Face aux manifestations des représentants des Transporteurs en douane de Kasumbalesa, opposés à l’installation de Mardini Transit, le leadership de cette entreprise a brisé le silence afin d’éclairer la lanterne de l’opinion publique sur ses nobles missions à la frontière de Kasumbalesa-Mokambo-Sakania, ainsi que d’autres frontières de la République démocratique du Congo.
Par l’entremise de Nico Kaja, son Directeur-Général adjoint, Mardini Transit s’inscrit en faux contre les allégations mensongères distillées contre ses activités par certaines personnes.
Répondant aux bruits d' »empiètement » des tâches des autres dans ses attributions, à l’exemple des représentants des Transporteurs en douane, Nico Kaja déclare que ce sont des simples spéculations qui n’ont rien à avoir avec les tâches des uns et des autres à la douane.
Mardini Transit, en effet, est un agent du secteur de transporteur qui a son agrément et s’occupe de l’enregistrement au registre de la douane des informations relatives aux cargaisons, notamment l’origine, la qualité, la quantité et toutes les informations relatives à l’armement vias SYDONIA, S ONE, etc. » Le travail de Mardini Transit Logistic n’a rien à avoir avec le travail des représentants des Transporteurs en douane et n’entre même pas en collusion avec les tâches dévolues aux représentants des Transporteurs en douane.

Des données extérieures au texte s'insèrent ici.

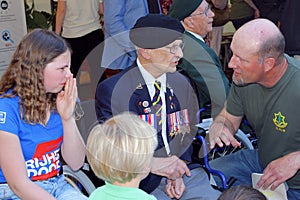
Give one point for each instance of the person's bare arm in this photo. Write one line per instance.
(280, 170)
(13, 166)
(170, 167)
(220, 4)
(223, 129)
(60, 16)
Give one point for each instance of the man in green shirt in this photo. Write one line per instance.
(265, 90)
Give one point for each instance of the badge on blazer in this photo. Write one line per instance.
(139, 87)
(150, 119)
(179, 123)
(145, 104)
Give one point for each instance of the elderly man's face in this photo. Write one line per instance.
(245, 61)
(165, 59)
(200, 21)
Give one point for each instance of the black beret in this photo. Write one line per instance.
(155, 31)
(181, 9)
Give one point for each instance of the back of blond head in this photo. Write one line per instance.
(121, 148)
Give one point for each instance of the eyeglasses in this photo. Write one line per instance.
(206, 11)
(175, 48)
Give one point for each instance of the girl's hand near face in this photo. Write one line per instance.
(66, 99)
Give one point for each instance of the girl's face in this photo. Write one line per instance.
(56, 73)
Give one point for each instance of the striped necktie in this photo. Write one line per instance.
(157, 104)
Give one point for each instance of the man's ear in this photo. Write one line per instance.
(145, 53)
(269, 63)
(188, 22)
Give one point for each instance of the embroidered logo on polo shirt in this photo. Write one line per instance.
(279, 122)
(2, 117)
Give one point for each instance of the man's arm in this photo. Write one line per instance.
(220, 4)
(280, 170)
(170, 167)
(223, 129)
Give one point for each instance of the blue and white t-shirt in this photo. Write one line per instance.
(40, 144)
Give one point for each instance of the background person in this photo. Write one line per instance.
(120, 152)
(265, 84)
(79, 23)
(37, 101)
(159, 47)
(242, 11)
(200, 63)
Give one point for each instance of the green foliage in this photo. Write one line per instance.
(37, 19)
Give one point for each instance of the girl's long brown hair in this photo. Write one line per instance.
(25, 74)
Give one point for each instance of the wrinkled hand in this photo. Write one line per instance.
(175, 188)
(66, 99)
(170, 167)
(279, 170)
(256, 14)
(219, 134)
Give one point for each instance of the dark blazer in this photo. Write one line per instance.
(201, 64)
(127, 91)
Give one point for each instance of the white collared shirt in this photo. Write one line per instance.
(149, 80)
(196, 35)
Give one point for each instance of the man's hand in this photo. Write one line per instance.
(219, 134)
(170, 167)
(175, 188)
(279, 170)
(223, 129)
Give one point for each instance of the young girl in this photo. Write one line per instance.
(37, 100)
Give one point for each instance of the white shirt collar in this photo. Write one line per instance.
(196, 35)
(149, 79)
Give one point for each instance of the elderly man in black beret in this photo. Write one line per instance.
(200, 63)
(153, 89)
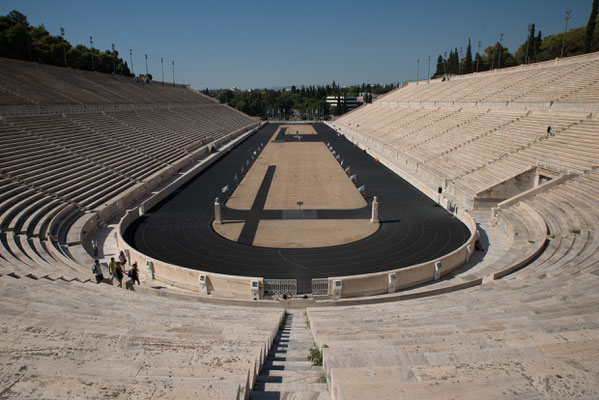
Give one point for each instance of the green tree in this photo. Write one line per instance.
(590, 30)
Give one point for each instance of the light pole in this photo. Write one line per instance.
(429, 70)
(500, 47)
(64, 51)
(445, 65)
(478, 56)
(91, 50)
(113, 63)
(131, 58)
(567, 17)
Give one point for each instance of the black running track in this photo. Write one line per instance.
(413, 228)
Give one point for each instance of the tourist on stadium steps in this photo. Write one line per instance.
(97, 271)
(112, 267)
(134, 275)
(119, 274)
(95, 247)
(122, 257)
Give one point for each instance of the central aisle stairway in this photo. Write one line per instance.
(287, 374)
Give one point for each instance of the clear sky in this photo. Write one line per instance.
(257, 44)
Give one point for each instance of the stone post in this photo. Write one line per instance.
(217, 212)
(375, 211)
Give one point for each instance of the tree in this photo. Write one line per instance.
(590, 31)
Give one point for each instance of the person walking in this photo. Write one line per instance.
(119, 274)
(112, 267)
(95, 247)
(122, 258)
(134, 275)
(97, 271)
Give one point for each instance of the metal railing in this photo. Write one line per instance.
(320, 286)
(280, 286)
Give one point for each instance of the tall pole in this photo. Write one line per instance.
(478, 56)
(500, 48)
(527, 43)
(429, 70)
(113, 63)
(64, 51)
(131, 58)
(91, 49)
(567, 17)
(445, 65)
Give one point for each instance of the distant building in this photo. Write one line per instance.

C’est un travail complémentaire, les représentants des Transporteurs en douane continueront à faire leur travail comme d’habitude, car nous, nous faisons le travail de Bureau, qui consiste à prendre les informations des cargaisons, les inscrire dans les registres de la douane. Nous ne faisons pas un travail de terrain comme représentants des Transporteurs en douane », souligne-t-il.
Comprenant la colère exprimée par les représentants des Transporteurs en douane de Kasumbalesa, Nico Kaja accorde la chance au « Dialogue » pour une solution adéquate.
Retenons que Mardini Transit est une société congolaise opérationnelle depuis plus de 20 ans dans le domaine de logistique portuaire en RD Congo.
C’est un Agent maritime et terrestre agréé et respectueux des lois de la République organisant ce secteur rigoureusement constitué depuis janvier 1920. » C’est plus vieux que nos parents. La loi compétant celle de 1920 est de 1931 relative aux responsabilités du transporteur. Ensuite le décret-loi de 1939 sur le transport et fausse déclaration. Puis vint l’ordonnance-loi de 1949 portant organisation de la douane. Ces instruments juridiques ont été pondus par nos père dans l’objectif de mieux organiser ce secteur porteur d’assiettes fiscales du Trésor national », a-t-il relaté, avant de conclure que c’est le même esprit qui a poussé l’État à doter ce secteur d’un cadre organisationnel solide et étendu. D’où les maîtres-mots : Sécurité, Recettes et Organisation.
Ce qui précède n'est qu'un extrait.